Test: AKG Perception Live Mikrofone P2, P3S, P4, P5

20. August 2010

Preiswerte Bühnenmikrofone von AKG

Beinahe-Zwillinge

Aus Wien kommt nicht nur die Sachertorte und der berühmte „Schmäh“, es existiert dort eine der berühmtesten Audiofabriken der Welt, die Akustische und Kino-Geräte Gesellschaft, kurz AKG. Die dort gefertigten Mikrofone haben den allerbesten Ruf, kosten aber auch einen gewissen Preis, der allerdings meist gerechtfertigt ist. Als langjähriger AKG-Anwender (C-414, C 3000, C 1000, C 525, D 112, D 58) darf ich mir dieses Urteil schon erlauben, denke ich.

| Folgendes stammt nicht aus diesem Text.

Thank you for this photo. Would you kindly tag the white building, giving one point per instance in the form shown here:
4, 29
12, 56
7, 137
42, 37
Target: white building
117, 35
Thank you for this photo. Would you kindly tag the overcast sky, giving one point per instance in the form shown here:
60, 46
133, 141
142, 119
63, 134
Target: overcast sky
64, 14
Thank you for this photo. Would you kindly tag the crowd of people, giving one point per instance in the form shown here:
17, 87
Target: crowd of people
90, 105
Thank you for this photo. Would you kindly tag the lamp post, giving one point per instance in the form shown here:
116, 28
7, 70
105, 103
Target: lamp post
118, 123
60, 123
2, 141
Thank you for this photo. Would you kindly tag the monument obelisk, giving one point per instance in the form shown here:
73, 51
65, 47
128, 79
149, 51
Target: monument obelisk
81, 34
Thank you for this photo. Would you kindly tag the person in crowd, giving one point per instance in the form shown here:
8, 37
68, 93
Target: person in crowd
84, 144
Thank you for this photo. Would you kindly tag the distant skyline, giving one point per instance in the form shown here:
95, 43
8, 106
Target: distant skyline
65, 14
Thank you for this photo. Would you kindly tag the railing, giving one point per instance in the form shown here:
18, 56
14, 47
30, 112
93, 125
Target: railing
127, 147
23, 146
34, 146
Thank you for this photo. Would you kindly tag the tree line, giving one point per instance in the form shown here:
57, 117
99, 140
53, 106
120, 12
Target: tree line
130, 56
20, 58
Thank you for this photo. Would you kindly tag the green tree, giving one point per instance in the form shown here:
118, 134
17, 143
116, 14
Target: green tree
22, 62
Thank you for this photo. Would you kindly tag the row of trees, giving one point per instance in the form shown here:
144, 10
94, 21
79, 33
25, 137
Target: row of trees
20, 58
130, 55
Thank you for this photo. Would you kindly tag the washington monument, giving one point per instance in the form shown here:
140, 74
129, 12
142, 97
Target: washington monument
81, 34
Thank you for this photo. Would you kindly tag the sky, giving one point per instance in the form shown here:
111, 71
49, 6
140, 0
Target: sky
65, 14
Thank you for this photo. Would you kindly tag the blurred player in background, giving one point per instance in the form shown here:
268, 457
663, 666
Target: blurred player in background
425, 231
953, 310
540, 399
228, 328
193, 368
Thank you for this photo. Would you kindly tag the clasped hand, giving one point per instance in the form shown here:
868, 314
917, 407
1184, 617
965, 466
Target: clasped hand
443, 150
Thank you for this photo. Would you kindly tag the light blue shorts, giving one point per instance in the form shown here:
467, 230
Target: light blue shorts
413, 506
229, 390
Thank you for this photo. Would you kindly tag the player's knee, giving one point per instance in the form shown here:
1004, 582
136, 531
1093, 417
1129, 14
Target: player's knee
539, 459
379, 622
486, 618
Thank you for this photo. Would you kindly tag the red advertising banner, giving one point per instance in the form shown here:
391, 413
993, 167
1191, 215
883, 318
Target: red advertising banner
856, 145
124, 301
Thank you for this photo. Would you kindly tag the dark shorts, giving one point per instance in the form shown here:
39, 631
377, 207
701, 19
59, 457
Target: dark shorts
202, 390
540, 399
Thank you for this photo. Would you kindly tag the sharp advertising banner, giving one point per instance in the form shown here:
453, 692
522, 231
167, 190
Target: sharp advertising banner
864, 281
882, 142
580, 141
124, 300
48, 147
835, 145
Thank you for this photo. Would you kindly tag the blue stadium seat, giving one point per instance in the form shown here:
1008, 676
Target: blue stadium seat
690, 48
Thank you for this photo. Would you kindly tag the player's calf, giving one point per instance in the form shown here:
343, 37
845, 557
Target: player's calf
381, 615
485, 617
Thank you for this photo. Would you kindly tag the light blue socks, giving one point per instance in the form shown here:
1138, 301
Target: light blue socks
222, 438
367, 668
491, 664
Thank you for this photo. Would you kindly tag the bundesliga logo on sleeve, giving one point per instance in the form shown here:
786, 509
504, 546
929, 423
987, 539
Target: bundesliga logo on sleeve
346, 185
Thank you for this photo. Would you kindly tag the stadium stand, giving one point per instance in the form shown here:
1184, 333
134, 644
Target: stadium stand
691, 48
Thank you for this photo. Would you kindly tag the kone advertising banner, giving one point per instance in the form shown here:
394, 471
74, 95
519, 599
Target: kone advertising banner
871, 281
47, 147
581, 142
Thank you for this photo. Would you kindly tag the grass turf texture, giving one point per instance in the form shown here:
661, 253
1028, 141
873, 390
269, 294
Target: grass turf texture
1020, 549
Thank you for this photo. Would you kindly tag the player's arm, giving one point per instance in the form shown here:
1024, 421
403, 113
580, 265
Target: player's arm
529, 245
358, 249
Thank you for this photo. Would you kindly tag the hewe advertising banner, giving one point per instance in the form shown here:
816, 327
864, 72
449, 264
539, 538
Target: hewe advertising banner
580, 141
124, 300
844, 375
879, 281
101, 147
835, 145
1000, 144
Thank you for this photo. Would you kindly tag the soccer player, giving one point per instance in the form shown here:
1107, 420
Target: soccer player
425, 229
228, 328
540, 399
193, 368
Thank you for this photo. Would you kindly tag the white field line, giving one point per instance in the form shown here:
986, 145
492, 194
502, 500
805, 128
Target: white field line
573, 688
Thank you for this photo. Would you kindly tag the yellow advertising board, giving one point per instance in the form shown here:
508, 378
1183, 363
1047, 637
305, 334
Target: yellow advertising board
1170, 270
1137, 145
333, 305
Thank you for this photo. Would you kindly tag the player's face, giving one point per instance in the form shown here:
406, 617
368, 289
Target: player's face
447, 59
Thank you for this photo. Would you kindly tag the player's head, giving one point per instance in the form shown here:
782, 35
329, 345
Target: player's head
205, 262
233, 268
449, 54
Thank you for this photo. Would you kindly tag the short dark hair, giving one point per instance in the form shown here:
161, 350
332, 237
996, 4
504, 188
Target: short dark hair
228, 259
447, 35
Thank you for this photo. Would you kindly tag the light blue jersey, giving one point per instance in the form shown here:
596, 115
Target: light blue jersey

Für den unteren Preisbereich gibt es seit einiger Zeit die „Perception“-Serie, die zuerst für Homerecording-Zwecke auf den Markt kam. Nun hat AKG kürzlich eine Live-Serie vorgestellt, welche aus zwei Vocal- sowie zwei Instrumentalmikros besteht und vor allem die qualitätsbewussten Bühnen-Einsteiger ansprechen soll. Diese Mikrofone werden allerdings nicht im Stammwerk Wien gebaut, sondern unter AKG-Aufsicht in einem chinesischen Werk. Das erklärt auch die geradezu günstigen Preise für ein Mikrofon mit AKG-Wappen. Für einen ersten Test hatte ich die beiden Gesangsmikrofone Live P3S sowie Live P5 für einige Tage in meinem Studio.

Gemeinsamkeiten

Bei den beiden Modellen handelt es sich um dynamische Mikrofonkapseln mit Nierencharakteristik (P3S) bzw. Superniere (P5). Somit lassen sie sich an jedem Vorverstärker betreiben und benötigen keine zusätzliche Phantomspeisung. Die Mikrofone kommen im stabilen Pappkarton daher und werden ab Werk mit einer Schutztasche und einer passenden Mikrofonhalterung ausgeliefert.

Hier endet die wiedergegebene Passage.